On Sat, Apr 25, 2009 at 10:44 PM, amit handa <amhanda@gmail.com> wrote:

> Thanks Aaron,
>
> The processing libs that we use, which take time to load are all c++ based
> .so libs.
> Can i invoke it from JVM during the configure stage of the mapper and keep
> it running as you suggested ?
> Can you point me to some documentation regarding the same ?
>
> Regards,
> Amit
>
> On Sat, Apr 25, 2009 at 1:42 PM, Aaron Kimball <aaron@cloudera.com> wrote:
>
> > Amit,
> >
> > This can be made to work with Hadoop. Basically, in your mapper's
> > "configure" stage it would do the heavy load-in process, then it would
> > process your individual work items as records during the actual "map"
> > stage.
> > A map task can be comprised of many records, so you'll be fine here.
> >
> > If you use Hadoop 0.19 or 0.20, you can also enable JVM reuse, where
> > multiple map tasks are performed serially in the same JVM instance.

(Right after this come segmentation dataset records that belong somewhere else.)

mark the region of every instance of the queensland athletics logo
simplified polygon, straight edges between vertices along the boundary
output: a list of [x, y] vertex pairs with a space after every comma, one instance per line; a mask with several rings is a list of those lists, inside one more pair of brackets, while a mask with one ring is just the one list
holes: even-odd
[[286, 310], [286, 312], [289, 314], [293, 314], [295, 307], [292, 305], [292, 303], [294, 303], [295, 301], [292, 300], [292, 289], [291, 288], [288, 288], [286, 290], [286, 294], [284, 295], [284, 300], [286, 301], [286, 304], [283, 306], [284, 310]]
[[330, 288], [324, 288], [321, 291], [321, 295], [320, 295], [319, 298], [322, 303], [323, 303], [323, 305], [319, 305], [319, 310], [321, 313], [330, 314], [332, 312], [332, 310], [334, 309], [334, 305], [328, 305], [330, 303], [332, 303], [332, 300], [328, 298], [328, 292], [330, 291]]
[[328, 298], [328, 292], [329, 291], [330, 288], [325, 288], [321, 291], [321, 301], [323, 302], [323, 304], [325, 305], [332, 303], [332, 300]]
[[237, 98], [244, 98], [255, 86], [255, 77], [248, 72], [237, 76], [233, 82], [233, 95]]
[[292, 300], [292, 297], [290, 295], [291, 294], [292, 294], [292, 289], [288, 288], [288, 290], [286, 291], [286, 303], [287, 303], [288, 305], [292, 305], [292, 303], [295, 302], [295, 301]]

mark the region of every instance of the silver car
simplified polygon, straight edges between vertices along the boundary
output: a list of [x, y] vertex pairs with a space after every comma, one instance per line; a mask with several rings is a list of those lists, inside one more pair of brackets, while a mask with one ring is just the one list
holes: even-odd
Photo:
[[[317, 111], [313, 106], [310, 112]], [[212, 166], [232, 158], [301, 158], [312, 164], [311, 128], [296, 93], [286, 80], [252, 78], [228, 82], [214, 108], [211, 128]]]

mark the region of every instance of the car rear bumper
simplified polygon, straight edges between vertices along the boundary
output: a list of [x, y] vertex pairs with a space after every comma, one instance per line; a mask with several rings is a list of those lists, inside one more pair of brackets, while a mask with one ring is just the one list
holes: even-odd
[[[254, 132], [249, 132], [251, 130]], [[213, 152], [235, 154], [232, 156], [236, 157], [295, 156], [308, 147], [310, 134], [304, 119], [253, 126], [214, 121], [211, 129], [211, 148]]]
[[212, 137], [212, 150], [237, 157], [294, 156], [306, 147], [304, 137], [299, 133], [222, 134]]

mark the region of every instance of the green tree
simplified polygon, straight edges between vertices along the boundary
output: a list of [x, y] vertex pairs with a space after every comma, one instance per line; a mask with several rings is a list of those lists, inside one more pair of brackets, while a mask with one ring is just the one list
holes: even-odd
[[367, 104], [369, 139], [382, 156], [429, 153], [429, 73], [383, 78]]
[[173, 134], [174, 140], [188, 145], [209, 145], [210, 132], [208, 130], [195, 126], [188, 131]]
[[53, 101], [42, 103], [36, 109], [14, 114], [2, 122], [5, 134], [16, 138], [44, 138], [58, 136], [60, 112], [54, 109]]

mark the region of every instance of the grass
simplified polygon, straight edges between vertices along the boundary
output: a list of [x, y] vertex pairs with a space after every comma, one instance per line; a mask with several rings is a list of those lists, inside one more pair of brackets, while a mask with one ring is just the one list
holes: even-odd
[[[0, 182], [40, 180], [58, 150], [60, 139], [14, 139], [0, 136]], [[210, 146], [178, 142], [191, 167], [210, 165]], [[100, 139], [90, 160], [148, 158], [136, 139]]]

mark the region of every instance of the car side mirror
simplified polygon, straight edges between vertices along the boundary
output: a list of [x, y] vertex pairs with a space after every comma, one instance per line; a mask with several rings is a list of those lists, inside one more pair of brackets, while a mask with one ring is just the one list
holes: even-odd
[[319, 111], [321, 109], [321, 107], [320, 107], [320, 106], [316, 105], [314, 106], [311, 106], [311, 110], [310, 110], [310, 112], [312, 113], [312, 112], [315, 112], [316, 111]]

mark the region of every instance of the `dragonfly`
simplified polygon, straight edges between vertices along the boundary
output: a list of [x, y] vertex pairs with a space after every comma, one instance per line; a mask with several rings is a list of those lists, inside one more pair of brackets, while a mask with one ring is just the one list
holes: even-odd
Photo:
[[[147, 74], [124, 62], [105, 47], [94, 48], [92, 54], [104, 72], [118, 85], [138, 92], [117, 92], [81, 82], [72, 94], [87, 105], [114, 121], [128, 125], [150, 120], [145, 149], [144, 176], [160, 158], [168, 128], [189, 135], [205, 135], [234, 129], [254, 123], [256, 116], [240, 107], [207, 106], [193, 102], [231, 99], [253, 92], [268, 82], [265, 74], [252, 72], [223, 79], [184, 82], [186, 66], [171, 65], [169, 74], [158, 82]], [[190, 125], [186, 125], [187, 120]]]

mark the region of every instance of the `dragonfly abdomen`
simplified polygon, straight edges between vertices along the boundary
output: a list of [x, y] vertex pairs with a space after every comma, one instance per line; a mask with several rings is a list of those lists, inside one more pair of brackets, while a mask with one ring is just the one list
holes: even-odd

In
> this
> > case, the first task in the JVM would do the heavy load-in process into
> > static fields or other globally-accessible items; subsequent tasks could
> > recognize that the system state is already initialized and would not need
> > to
> > repeat it.
> >
> > The number of mapper/reducer tasks that run in parallel on a given node
> can
> > be configured with a simple setting; setting this to 6 will work just
> fine.
> > The capacity / fairshare schedulers are not what you need here -- their
> > main
> > function is to ensure that multiple jobs (separate sets of tasks) can all
> > make progress simultaneously by sharing cluster resources across jobs
> > rather
> > than running jobs in a FIFO fashion.
> >
> > - Aaron
> >
> > On Sat, Apr 25, 2009 at 2:36 PM, amit handa <amhanda@gmail.com> wrote:
> >
> > > Hi,
> > >
> > > We are planning to use hadoop for some very expensive and long running
> > > processing tasks.
> > > The computing nodes that we plan to use are very heavy in terms of CPU
> > and
> > > memory requirement e.g one process instance takes almost 100% CPU (1
> > core)
> > > and around 300 -400 MB of RAM.
> > > The first time the process loads it can take around 1-1:30 minutes but
> > > after
> > > that we can provide the data to process and it takes few seconds to
> > > process.
> > > Can I model it on hadoop ?
> > > Can I have my processes pre-loaded on the task processing machines and
> > the
> > > data be provided by hadoop? This will save the 1-1:30 minutes of intial
> > > load
> > > time that it would otherwise take for each task.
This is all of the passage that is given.